Okullar Açılırken Bir Öğrencinin Profili
Nejat TAŞKIN
Her sabah kartal metro istasyonundan bindiğim metro trenine, babasının elinden tutarak trene binen 7 veya 8 yaşlarında bir çocuğun gürül gürül kulağıma vuran sesiyse kendime geldim.
Çocukluğuma ve ilkokula başladığım günleri hatırlayarak yanıma oturan çocuğun gülümseyen çehresinde o günlerin parlak izlerini gördüm. Çocuğa Atatürk’ü sordum, bana içtenlikle tek kelime ifadesi içinde tek cümleyle cevap verdi; “O’nu çok seviyorum” dedi ve ilave etti: “İlkokul 2. sınıfa gidiyorum. Okulumu ve ülkemi çok seviyorum.”
İlkokul 2. sınıfa giden bir çocuktan bu cümleyi duymak beni çok sevindirdi. Ben de kendisine, “Atatürk öldüğü zaman ilkokul birinci sınıfa yeni başlamıştım” diyerek, 10 Kasım 1938 günü sınıfa gözü yaşlı giren rahmetli öğretmenim Nimet Ertem, elindeki mendil ile gözyaşlarını silerken tek cümleyle ifade etmişti. Ben çocuğun bu güzel Atatürk sevgisi ve davranışı karşısında daha fazla dayanamayarak, göğsümde yıllardır taşıdığım Atatürk rozetini ona taktığımda hemen ayağa kalkarak elimi öptü, babasına doğru koştu ve “Okullar açıldığı gün öğretmenime bu Atatürk’ü göstereceğim” dediğinde tekrar ona yanıma çağırıp bu Atatürk hatıramı kendisine ve babasına anlatmaya başladım. “Ben” dedim; “10 Kasım 1953 günü Atatürk’ün aziz tabutunu Etnografya Müzesinden alıp Anıtkabir’e taşıyan heyetin içinde görevliydim. Onun mumyalanmış yüzünü yakından gördüm ve Ankara Ana Tamir Fabrikasında görevli olduğum için orada yapılan top arabasına konma görevi için vazifelendirildim. 23 yaşındaydım, boynumda fotoğraf makinem olduğu halde Ata’yı tabuta koyup top arabasına yerleştirdik.
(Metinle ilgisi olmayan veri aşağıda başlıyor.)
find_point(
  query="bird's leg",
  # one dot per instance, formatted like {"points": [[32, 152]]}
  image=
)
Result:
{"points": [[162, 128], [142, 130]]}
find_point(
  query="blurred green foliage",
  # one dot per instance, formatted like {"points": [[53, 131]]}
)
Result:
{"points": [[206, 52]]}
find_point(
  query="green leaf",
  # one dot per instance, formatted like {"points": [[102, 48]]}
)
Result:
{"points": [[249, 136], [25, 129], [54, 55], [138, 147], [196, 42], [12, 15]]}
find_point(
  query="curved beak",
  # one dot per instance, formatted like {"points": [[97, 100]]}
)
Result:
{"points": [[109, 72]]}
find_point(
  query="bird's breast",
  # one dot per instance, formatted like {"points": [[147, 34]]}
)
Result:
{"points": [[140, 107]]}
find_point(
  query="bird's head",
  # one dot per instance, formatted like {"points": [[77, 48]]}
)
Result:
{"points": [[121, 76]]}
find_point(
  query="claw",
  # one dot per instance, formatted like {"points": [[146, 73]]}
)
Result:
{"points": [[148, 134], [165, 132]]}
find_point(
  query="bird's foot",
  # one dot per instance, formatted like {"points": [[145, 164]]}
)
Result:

Gençlik Parkı önünde bekleyen kortejde başta Celal Bayar, Adnan Menderes ve Refik Koraltan merhumlar olmak üzere yürüyüşe başladık. En önde bir yüzbaşı Atatürk’ün fotoğrafını taşıyor ve onun arkasında bu üçlü protokol ve onları resimleyen bir de ben vardım. Binlerce Ankaralı oradaydı. Kortej, bakanlar, üst makamlar, yetkili kişileri ve direklerde o günün çok değerli spikeri Jülide Gülizar vardı. Her direkte bir hoparlör ve ağlayan ve ağlatan Jülide Gülizar… Bütün Türkiye ağlıyordu. Radyolardan ağıt sesleri Anıtkabir’e doğru dalga dalga yayılıyordu. Bu manzara tam 3 saat sürdü. Biz 10 Kasım 1953 yılında Etnografya Müzesinden Anıtkabir’e 3 saatte gelmiştik ve bu gelişimiz sırasında makinemde birkaç kare vardı. O fotoğrafların karesinde 3 merhum liderin fotoğrafları uzun yıllar hafızamda Atatürk ifadesini dile getirmesine yetti ve ben bu anı daima ifade ederken hep hüzünlü bir gözyaşına sahne olur.”
Küçük çocuk, babası ve etraftakiler beni dinleyerek bir saygı ifadesi içinde girdiler. Ben de okullar açılırken bu anımı ve yaşadığım bu tabloyu işte sizlerle paylaşmak istedim. Çünkü Atatürk ve cumhuriyet bizim en büyük güvencemizdir. Onu her vesileyle koruyarak ve bizden sonraki nesillere daha zengin daha gösterişli bir Türkiye Cumhuriyeti emanet edeceğiz bu teslimiyetin bekçileri gençler olacaktır.
Yeni ders yılınız kutlu olsun. Bütün öğretmen ve öğrencilere selamlar.